Parallel.For
doesn't divide the input into n pieces (where n is the MaxDegreeOfParallelism
); instead it creates many small batches and makes sure that at most n are being processed concurrently. (This is so that if one batch takes a very long time to process, Parallel.For
can still be running work on other threads. See Parallelism in .NET - Part 5, Partioning of Work for more details.)
Due to this design, your code is creating and throwing away dozens of Dictionary objects, hundreds of List objects, and thousands of String objects. This is putting enormous pressure on the garbage collector.
Running PerfMonitor on my computer reports that 43% of the total run time is spent in GC. If you rewrite your code to use fewer temporary objects, you should see the desired 4x speedup. Some excerpts from the PerfMonitor report follow:
Over 10% of the total CPU time was spent in the garbage collector.
Most well tuned applications are in the 0-10% range. This is typically
caused by an allocation pattern that allows objects to live just long
enough to require an expensive Gen 2 collection.
This program had a peak GC heap allocation rate of over 10 MB/sec.
This is quite high. It is not uncommon that this is simply a
performance bug.
Edit: As per your comment, I will attempt to explain the timings you reported. On my computer, with PerfMonitor, I measured between 43% and 52% of time spent in GC. For simplicity, let's assume that 50% of the CPU time is work, and 50% is GC. Thus, if we make the work 4× faster (through multi-threading) but keep the amount of GC the same (this will happen because the number of batches being processed happened to be the same in the parallel and serial configurations), the best improvement we could get is 62.5% of the original time, or 1.6×.
However, we only see a 1.25× speedup because GC isn't multithreaded by default (in workstation GC). As per Fundamentals of Garbage Collection, all managed threads are paused during a Gen 0 or Gen 1 collection. (Concurrent and background GC, in .NET 4 and .NET 4.5, can collect Gen 2 on a background thread.) Your program experiences only a 1.25× speedup (and you see 30% CPU usage overall) because the threads spend most of their time being paused for GC (because the memory allocation pattern of this test program is very poor).

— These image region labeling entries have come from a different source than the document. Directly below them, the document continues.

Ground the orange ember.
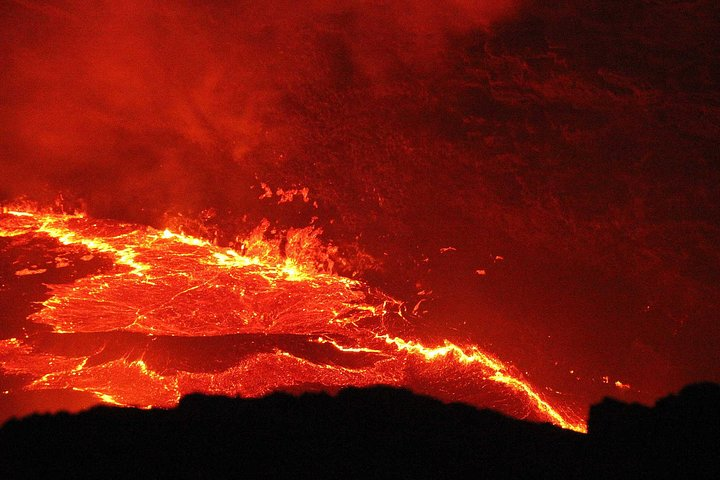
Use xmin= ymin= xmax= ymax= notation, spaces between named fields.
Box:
xmin=0 ymin=209 xmax=585 ymax=431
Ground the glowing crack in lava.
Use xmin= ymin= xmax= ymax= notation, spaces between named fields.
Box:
xmin=0 ymin=211 xmax=585 ymax=431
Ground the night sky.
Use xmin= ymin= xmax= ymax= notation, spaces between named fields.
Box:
xmin=0 ymin=0 xmax=720 ymax=412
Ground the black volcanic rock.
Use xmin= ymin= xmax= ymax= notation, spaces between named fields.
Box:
xmin=0 ymin=384 xmax=720 ymax=479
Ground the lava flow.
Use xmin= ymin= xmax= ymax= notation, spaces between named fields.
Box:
xmin=0 ymin=211 xmax=585 ymax=431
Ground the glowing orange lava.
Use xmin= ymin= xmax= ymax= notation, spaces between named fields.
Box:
xmin=0 ymin=210 xmax=585 ymax=431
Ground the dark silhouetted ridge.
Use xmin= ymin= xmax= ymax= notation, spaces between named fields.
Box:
xmin=0 ymin=384 xmax=720 ymax=479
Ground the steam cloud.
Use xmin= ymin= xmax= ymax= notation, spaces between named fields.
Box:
xmin=0 ymin=0 xmax=512 ymax=221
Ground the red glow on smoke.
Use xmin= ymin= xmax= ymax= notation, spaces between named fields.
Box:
xmin=0 ymin=0 xmax=720 ymax=434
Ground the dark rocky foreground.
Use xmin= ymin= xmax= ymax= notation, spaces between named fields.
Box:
xmin=0 ymin=383 xmax=720 ymax=479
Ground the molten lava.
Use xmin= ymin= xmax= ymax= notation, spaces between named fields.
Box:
xmin=0 ymin=211 xmax=585 ymax=431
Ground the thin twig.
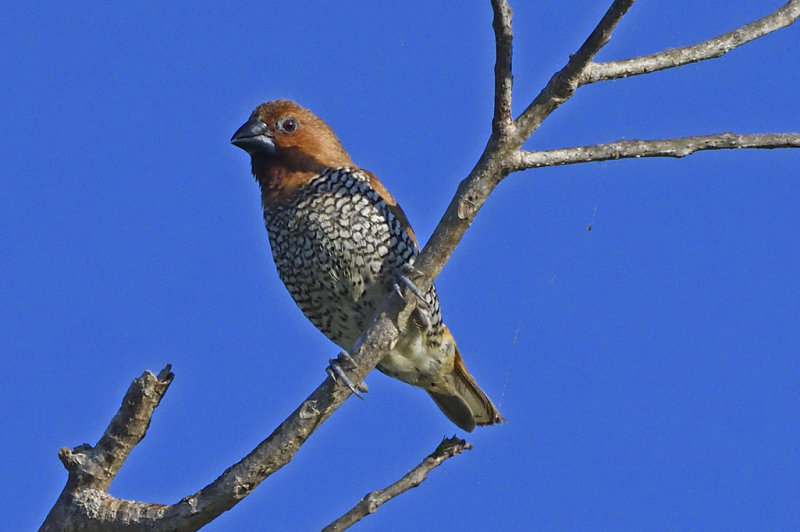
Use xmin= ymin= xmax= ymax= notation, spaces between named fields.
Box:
xmin=511 ymin=0 xmax=634 ymax=149
xmin=513 ymin=133 xmax=800 ymax=168
xmin=322 ymin=436 xmax=472 ymax=532
xmin=492 ymin=0 xmax=514 ymax=134
xmin=579 ymin=0 xmax=800 ymax=85
xmin=39 ymin=365 xmax=174 ymax=531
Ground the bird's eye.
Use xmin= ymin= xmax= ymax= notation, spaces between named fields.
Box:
xmin=275 ymin=116 xmax=297 ymax=135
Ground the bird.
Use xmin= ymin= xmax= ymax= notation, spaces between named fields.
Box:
xmin=231 ymin=99 xmax=505 ymax=432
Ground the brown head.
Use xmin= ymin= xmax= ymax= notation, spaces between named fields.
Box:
xmin=231 ymin=100 xmax=354 ymax=205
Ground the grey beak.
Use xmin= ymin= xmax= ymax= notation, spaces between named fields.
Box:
xmin=231 ymin=118 xmax=275 ymax=155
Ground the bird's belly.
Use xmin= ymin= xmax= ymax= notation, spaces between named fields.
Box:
xmin=378 ymin=320 xmax=455 ymax=388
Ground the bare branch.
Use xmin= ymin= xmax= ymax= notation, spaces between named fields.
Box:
xmin=42 ymin=0 xmax=800 ymax=530
xmin=512 ymin=133 xmax=800 ymax=172
xmin=579 ymin=0 xmax=800 ymax=85
xmin=512 ymin=0 xmax=634 ymax=148
xmin=492 ymin=0 xmax=514 ymax=134
xmin=322 ymin=436 xmax=472 ymax=532
xmin=40 ymin=365 xmax=174 ymax=531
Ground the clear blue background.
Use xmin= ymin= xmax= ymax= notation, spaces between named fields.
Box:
xmin=0 ymin=0 xmax=800 ymax=531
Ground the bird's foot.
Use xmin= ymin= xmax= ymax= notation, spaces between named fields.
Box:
xmin=394 ymin=264 xmax=431 ymax=330
xmin=325 ymin=351 xmax=368 ymax=401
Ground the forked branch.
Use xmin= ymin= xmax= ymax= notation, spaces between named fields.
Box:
xmin=322 ymin=436 xmax=472 ymax=532
xmin=42 ymin=0 xmax=800 ymax=530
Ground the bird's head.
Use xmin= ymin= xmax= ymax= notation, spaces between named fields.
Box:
xmin=231 ymin=100 xmax=353 ymax=172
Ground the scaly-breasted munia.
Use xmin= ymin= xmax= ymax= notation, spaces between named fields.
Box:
xmin=231 ymin=100 xmax=503 ymax=431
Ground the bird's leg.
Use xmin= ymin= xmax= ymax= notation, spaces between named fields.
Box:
xmin=325 ymin=351 xmax=368 ymax=401
xmin=394 ymin=264 xmax=431 ymax=330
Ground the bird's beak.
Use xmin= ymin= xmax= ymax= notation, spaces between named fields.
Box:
xmin=231 ymin=118 xmax=275 ymax=155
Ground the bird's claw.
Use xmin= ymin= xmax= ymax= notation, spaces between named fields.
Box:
xmin=325 ymin=351 xmax=367 ymax=401
xmin=394 ymin=264 xmax=431 ymax=329
xmin=394 ymin=264 xmax=430 ymax=310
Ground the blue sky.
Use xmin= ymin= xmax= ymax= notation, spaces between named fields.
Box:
xmin=0 ymin=0 xmax=800 ymax=531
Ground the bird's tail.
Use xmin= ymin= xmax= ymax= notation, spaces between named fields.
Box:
xmin=426 ymin=327 xmax=505 ymax=432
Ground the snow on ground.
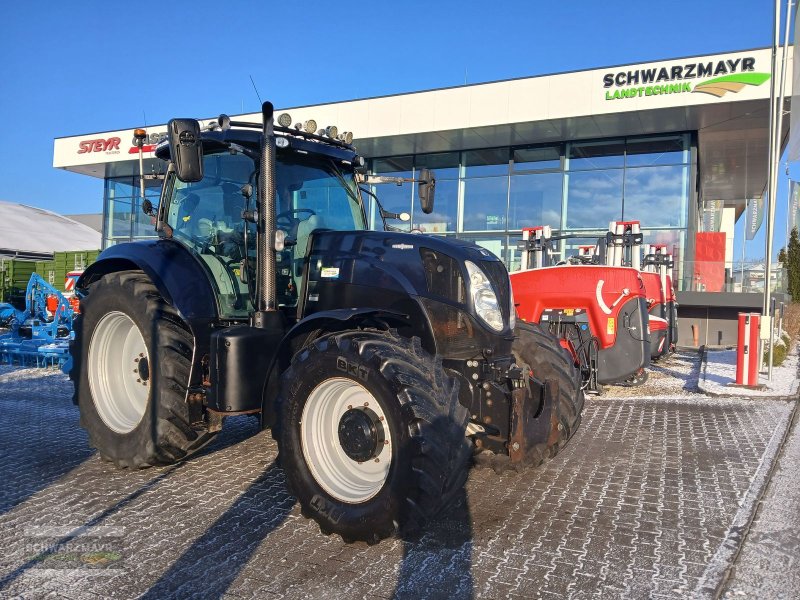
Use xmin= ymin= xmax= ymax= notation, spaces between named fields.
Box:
xmin=698 ymin=344 xmax=800 ymax=398
xmin=592 ymin=350 xmax=700 ymax=398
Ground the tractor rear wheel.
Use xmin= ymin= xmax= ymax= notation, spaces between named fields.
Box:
xmin=273 ymin=331 xmax=471 ymax=544
xmin=70 ymin=271 xmax=214 ymax=468
xmin=475 ymin=321 xmax=584 ymax=472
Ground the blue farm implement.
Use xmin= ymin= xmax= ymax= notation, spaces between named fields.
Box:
xmin=0 ymin=273 xmax=75 ymax=367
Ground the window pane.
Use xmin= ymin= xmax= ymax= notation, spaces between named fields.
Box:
xmin=462 ymin=177 xmax=508 ymax=231
xmin=372 ymin=156 xmax=414 ymax=177
xmin=623 ymin=165 xmax=689 ymax=227
xmin=458 ymin=234 xmax=508 ymax=261
xmin=108 ymin=200 xmax=131 ymax=238
xmin=133 ymin=198 xmax=156 ymax=237
xmin=106 ymin=177 xmax=139 ymax=198
xmin=514 ymin=146 xmax=561 ymax=171
xmin=464 ymin=148 xmax=508 ymax=177
xmin=508 ymin=173 xmax=564 ymax=229
xmin=416 ymin=152 xmax=458 ymax=179
xmin=413 ymin=179 xmax=458 ymax=233
xmin=625 ymin=137 xmax=689 ymax=167
xmin=568 ymin=140 xmax=625 ymax=171
xmin=566 ymin=169 xmax=622 ymax=229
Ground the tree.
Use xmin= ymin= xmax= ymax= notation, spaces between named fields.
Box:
xmin=779 ymin=227 xmax=800 ymax=302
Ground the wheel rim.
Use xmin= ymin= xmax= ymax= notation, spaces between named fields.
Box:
xmin=300 ymin=377 xmax=393 ymax=504
xmin=88 ymin=311 xmax=151 ymax=433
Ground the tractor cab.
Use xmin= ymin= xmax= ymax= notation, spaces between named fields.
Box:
xmin=157 ymin=117 xmax=366 ymax=321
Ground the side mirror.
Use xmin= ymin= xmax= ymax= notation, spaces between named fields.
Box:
xmin=167 ymin=119 xmax=203 ymax=183
xmin=419 ymin=169 xmax=436 ymax=215
xmin=142 ymin=198 xmax=156 ymax=217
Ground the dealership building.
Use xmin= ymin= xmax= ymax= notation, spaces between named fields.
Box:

If you enable server GC, it will perform garbage collection on multiple threads. If I do this, the program runs 2× faster (with almost 100% CPU usage).
When you run four instances of the program simultaneously, each has its own managed heap, and the garbage collection for the four processes can execute in parallel. This is why you see 100% CPU usage (each process is using 100% of one CPU). The slightly longer overall time (2.3s for all vs 2.05s for one) is possibly due to inaccuracies in measurement, contention for the disk, time taken to load the file, having to initialise the threadpool, overhead of context switching, or some other environment factor.